To be fair, following the HSC’s Inquiry, the Department of Health did call for a high-level discussion to examine how the NHS should respond. It decided however to do no more than launch a public health initiative, entitled MEASURING CHILDHOOD OBESITY. Instead of following the politicians’ advice, the DH decided that it would pay for only two measurements, or “snapshots”, six years apart. But though they would produce population obesity statistics in primary school Reception Year and Year Six, they were remote from what the HSC intended. Tragically, the initiative was also so badly introduced that it bombed from the outset. Relying on parents “opting-in” to the scheme, the DH was shaken to find that only 48% of children ever got measured. It hadn’t anticipated that angry parents in their droves would decide not to have their children put on scales by the “fat police” [school nurses] since they were sure that their children were neither obese nor needed to be measured.
This piece of incompetence led to the scheme being immediately scrapped with a new programme, written by a senior public health doctor, replacing it.
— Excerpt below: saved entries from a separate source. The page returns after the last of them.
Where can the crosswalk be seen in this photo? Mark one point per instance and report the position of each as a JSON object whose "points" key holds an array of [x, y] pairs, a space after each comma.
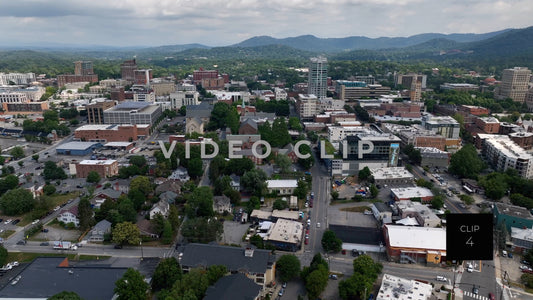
{"points": [[472, 295]]}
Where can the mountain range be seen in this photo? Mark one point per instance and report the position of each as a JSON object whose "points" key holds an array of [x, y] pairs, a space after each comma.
{"points": [[498, 45]]}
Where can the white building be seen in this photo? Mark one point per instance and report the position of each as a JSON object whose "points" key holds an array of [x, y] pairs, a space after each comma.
{"points": [[17, 78], [505, 154], [393, 287], [307, 106], [181, 98], [282, 186], [281, 94]]}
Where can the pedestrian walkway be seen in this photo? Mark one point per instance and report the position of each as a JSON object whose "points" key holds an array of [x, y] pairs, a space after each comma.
{"points": [[472, 295]]}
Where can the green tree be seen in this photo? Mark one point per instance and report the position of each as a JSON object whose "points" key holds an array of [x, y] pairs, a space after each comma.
{"points": [[142, 183], [232, 120], [195, 167], [330, 242], [316, 282], [218, 116], [466, 162], [138, 160], [52, 172], [183, 110], [3, 255], [17, 202], [200, 202], [49, 189], [437, 202], [131, 286], [85, 214], [374, 191], [17, 152], [126, 233], [201, 230], [254, 181], [364, 174], [93, 177], [167, 272], [288, 266], [280, 204], [301, 190], [283, 162], [215, 272], [66, 295]]}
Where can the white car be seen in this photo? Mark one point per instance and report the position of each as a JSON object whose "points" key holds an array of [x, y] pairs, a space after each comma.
{"points": [[470, 268]]}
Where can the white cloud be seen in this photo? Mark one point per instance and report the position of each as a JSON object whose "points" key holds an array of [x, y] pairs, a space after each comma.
{"points": [[216, 23]]}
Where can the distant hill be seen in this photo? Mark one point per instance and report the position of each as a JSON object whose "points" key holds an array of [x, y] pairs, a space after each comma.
{"points": [[312, 43]]}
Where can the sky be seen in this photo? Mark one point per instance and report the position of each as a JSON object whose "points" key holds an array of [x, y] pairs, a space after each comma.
{"points": [[226, 22]]}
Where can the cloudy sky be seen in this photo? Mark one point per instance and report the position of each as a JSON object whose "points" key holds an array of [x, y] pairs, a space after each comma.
{"points": [[226, 22]]}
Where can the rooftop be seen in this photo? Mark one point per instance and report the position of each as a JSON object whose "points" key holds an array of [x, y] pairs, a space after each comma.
{"points": [[77, 145], [411, 192], [393, 287], [391, 172], [97, 162], [44, 278], [417, 237], [195, 255], [282, 183], [233, 287], [286, 231]]}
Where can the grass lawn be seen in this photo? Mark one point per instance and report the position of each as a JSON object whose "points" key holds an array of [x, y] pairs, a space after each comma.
{"points": [[6, 233], [56, 199], [356, 209], [28, 257]]}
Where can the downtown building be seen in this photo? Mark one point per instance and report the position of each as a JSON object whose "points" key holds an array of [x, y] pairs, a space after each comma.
{"points": [[318, 77], [502, 154], [133, 113], [514, 84]]}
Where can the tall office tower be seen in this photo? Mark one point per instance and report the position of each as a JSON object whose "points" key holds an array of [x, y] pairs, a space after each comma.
{"points": [[318, 77], [83, 68], [143, 76], [127, 70], [514, 84]]}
It was rebranded the National Child Measurement Programme [NCMP] that we know and love today. Based on “opting out”, when diehard parents had actively to prevent their children from being assessed, the programme became meaningful more or less overnight and today has achieved close to a 95% success rate. The UK has some truly brilliant statistics to inform public health policy but it is still not a proper clinical tool.
It will be if Dame Sally gets her wish. The government has no option but to listen to her recommendation if it is to prevent yet more of our young people growing into not only obese children but obese adults, probably with co-morbidities and certainly bringing the health service further to its knees. Of course, this monitoring won’t halve childhood obesity by itself and the government must take on board the bulk of the good lady’s proposals if it is to achieve the 2030 goal.
Tam Fry, 82, joined the Board of the National Obesity Forum in 2005 and subsequently became its spokesperson until 2016. Previously, he was Chairman of the Child Growth Foundation. His trade is television and directed the majority of major BBC current affairs programmes for 25yrs between 1963 – 1988.